Hong Kong’s public broadcaster faces rising pressure to self-censor

Journalists at Hong Kong’s public broadcaster have been told to tone down their coverage of the city’s independence movement, underlining concerns over rising self-censorship in the territory’s media.

The warning was made at an internal meeting at Radio Television Hong Kong — the 92-year-old institution that is the territory’s equivalent of the BBC — after increasing government criticism of the station’s reporting.

It comes as Beijing is poised to impose a national security law on Hong Kong that critics say will violate freedom of expression guarantees promised when the UK handed the city over to China in 1997.

Others point to broader worries about press freedom in Hong Kong after Beijing expelled a number of US journalists from the mainland this year and said they also could not work in the territory.

At an editorial meeting this month, Leung Ka-wing, RTHK director of broadcasting, said journalists should not repeat protest slogans of independence activists in the city in their reports, according to four people familiar with the event.

They were also told to avoid prolonged shots showing the movement’s paraphernalia, such as flags, especially when live streaming during events, such as protests.

“Pan your camera to the side.

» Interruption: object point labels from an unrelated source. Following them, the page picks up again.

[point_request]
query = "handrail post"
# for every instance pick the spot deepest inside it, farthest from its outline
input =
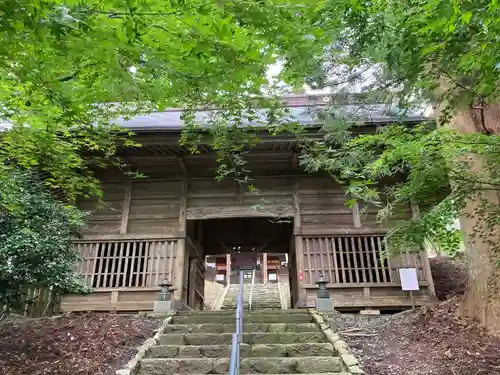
(237, 337)
(251, 290)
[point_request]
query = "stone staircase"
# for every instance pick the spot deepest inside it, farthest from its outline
(264, 296)
(277, 342)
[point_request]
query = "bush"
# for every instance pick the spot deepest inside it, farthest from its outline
(35, 240)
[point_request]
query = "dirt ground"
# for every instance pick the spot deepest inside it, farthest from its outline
(428, 341)
(79, 345)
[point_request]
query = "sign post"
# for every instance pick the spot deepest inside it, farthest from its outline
(409, 282)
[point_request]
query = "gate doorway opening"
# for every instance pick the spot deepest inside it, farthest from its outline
(263, 247)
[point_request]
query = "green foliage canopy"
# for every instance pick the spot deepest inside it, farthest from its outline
(64, 65)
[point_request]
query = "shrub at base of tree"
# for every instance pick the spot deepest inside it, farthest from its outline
(35, 240)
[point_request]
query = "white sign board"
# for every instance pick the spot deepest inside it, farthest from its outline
(409, 280)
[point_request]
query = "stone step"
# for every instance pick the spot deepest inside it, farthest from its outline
(247, 313)
(250, 318)
(246, 350)
(249, 327)
(248, 338)
(269, 365)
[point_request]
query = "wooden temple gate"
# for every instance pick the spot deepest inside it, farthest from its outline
(153, 229)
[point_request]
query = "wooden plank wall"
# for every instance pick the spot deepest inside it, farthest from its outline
(106, 218)
(212, 199)
(322, 206)
(127, 263)
(138, 207)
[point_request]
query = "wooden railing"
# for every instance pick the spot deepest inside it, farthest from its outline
(126, 262)
(355, 260)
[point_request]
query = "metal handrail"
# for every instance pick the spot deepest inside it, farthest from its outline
(251, 291)
(234, 364)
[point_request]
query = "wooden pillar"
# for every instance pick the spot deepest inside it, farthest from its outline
(264, 268)
(228, 269)
(126, 207)
(415, 212)
(181, 244)
(356, 217)
(192, 282)
(299, 251)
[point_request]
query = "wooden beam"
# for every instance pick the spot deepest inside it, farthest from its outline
(127, 237)
(126, 207)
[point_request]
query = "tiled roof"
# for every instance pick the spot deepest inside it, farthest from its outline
(301, 109)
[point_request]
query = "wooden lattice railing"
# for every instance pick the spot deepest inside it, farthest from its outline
(355, 260)
(126, 263)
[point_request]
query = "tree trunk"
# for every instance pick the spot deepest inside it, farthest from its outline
(482, 299)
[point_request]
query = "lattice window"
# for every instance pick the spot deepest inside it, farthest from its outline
(361, 260)
(120, 265)
(347, 259)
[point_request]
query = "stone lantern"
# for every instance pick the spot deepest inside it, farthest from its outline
(323, 300)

Get some other shots,” Mr Leung said.

RTHK is one of the city’s few media outlets that is not owned by big pro-establishment business families. The editorial charter of the government-funded station says its mission is to “provide timely, impartial coverage of local, national and global events and issues”.

But it has come under increasing pressure over its coverage of Hong Kong’s pro-democracy protests, which gripped the city for months last year. Some protesters advocate independence from Beijing.

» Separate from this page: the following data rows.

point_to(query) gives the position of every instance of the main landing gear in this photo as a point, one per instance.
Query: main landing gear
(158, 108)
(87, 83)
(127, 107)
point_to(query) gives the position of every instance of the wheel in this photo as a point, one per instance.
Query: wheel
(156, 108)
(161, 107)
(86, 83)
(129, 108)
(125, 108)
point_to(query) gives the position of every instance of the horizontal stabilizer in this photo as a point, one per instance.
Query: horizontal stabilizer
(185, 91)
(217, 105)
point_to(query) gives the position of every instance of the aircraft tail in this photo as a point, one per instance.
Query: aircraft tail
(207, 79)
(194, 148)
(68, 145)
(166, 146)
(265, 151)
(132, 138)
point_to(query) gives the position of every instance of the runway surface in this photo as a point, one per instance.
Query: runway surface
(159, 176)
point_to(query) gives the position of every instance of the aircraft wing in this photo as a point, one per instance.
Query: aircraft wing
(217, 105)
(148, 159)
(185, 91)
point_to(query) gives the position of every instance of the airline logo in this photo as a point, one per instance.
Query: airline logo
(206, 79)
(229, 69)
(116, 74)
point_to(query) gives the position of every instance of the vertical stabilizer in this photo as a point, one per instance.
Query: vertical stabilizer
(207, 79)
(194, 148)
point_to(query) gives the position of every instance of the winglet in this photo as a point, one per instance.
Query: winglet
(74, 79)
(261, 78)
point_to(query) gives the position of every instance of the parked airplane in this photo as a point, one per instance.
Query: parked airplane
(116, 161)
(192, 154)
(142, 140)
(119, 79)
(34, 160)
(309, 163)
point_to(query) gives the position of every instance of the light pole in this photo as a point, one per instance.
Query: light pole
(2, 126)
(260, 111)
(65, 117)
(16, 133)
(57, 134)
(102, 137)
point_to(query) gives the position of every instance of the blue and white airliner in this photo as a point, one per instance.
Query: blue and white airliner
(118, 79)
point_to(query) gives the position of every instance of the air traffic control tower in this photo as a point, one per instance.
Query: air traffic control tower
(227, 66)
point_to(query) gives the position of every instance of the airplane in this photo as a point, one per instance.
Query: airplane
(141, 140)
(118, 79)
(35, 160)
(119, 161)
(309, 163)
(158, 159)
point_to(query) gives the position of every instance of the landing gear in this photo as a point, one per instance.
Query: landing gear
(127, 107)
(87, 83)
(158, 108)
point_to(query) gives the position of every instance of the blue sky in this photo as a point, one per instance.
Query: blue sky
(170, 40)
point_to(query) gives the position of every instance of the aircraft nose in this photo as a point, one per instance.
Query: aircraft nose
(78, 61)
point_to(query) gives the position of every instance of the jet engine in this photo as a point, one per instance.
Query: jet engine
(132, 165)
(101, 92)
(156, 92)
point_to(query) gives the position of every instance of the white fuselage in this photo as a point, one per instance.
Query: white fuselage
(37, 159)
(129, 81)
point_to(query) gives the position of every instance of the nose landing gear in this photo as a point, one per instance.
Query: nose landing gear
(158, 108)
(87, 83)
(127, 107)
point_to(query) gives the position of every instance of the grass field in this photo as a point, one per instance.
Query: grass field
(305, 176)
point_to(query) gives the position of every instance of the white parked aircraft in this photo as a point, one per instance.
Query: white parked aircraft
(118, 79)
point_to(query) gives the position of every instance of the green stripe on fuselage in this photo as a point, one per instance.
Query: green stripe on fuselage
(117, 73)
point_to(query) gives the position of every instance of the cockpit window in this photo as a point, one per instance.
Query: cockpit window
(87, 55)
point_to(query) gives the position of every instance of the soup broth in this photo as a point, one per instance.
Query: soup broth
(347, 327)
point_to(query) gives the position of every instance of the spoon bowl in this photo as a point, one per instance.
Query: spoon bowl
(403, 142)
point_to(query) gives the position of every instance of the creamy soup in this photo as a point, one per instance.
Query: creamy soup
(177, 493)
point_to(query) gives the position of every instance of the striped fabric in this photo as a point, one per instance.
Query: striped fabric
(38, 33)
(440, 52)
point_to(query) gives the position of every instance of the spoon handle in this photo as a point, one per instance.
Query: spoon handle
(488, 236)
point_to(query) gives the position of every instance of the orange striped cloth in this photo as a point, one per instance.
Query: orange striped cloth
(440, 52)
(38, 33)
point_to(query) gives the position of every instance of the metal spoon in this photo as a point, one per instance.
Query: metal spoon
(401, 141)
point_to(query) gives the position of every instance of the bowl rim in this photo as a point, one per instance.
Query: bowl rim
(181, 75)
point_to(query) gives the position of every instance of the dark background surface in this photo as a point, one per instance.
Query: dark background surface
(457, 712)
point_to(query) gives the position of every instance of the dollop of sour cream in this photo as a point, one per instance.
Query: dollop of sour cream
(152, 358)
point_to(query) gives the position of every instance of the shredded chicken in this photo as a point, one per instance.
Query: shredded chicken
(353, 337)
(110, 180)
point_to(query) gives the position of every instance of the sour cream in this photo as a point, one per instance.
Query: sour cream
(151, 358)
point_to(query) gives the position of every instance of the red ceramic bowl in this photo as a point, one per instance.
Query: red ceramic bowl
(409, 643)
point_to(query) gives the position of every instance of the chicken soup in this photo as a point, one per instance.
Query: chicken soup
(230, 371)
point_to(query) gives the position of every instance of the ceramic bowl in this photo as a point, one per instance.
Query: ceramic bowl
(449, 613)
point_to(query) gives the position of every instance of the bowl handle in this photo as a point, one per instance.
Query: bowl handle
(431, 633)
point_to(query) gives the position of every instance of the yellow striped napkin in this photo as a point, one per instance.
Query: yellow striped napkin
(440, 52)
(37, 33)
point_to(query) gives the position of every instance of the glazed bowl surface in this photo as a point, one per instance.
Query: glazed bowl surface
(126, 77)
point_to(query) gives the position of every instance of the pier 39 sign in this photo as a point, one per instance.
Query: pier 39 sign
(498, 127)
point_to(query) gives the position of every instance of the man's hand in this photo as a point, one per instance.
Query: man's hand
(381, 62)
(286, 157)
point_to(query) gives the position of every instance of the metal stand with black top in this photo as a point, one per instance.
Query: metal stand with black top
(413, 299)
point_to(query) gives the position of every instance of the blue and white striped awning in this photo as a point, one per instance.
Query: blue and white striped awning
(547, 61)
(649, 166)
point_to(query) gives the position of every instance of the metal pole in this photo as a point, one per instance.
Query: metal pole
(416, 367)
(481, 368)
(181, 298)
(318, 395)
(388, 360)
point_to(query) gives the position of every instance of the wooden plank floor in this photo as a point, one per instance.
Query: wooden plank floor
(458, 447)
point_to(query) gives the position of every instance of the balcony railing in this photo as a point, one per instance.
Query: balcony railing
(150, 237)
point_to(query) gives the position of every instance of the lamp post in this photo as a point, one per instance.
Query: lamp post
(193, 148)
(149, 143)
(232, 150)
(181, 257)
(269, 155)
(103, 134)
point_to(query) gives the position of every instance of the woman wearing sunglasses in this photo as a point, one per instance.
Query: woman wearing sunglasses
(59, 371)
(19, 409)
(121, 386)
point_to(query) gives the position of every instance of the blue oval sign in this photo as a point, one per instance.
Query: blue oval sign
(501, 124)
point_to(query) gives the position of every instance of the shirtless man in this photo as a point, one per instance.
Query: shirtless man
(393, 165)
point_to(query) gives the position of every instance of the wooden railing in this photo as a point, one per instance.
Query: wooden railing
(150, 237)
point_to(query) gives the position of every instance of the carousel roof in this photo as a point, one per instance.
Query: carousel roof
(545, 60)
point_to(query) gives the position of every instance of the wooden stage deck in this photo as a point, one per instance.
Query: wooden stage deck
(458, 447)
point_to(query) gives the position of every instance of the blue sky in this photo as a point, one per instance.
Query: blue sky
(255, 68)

RTHK on Friday was due to screen the last episode of Headliner, a 31-year-old weekly political satirical show, after Hong Kong’s broadcasting regulator ruled the programme deliberately insulted the police.

Protesters have alleged the police have acted with impunity during the protests — charges the force has denied.

RTHK reporters who did not attend the meeting with Mr Leung alleged they felt a sense of “white terror” in the organisation. “The situation is so severe now . . . I will only include mention of sensitive topics if it is really necessary,” said a producer. 

“I avoid interviewing people who have a pro-independence stance, even if the interview may not need to touch on their political views,” said another reporter. 

Amen Ng, head of corporate communications of RTHK, denied Mr Leung had asked staff to avoid reporting on Hong Kong independence. But he added: “He [Mr Leung] had reiterated many times in the past that RTHK should not be used as a platform to advocate Hong Kong independence while news reporting on such issues would be handled as usual.”

Separately, Kirindi Chan Man-Kuen, RTHK deputy director, who oversaw production of current affairs, recently resigned citing health reasons. The station has denied there was a political subtext but some employees have expressed scepticism.

“We felt pity and a bit helpless because Chan valued and upheld editorial independence very much, but we respect her decision because of the pressure faced by RTHK,” said Gladys Chiu, programme staff union chairwoman.

The Hong Kong government last month appointed a team to review RTHK’s governance.

Allan Au, an academic from the School of Journalism and Communication from the Chinese University of Hong Kong, said the station had long been seen as independent and free of the commercial pressures facing other broadcasters. 

“The government has portrayed the national security law as an issue that you cannot oppose . . . after the national security law passes, many media outlets will stop reporting on many things,” Mr Au said.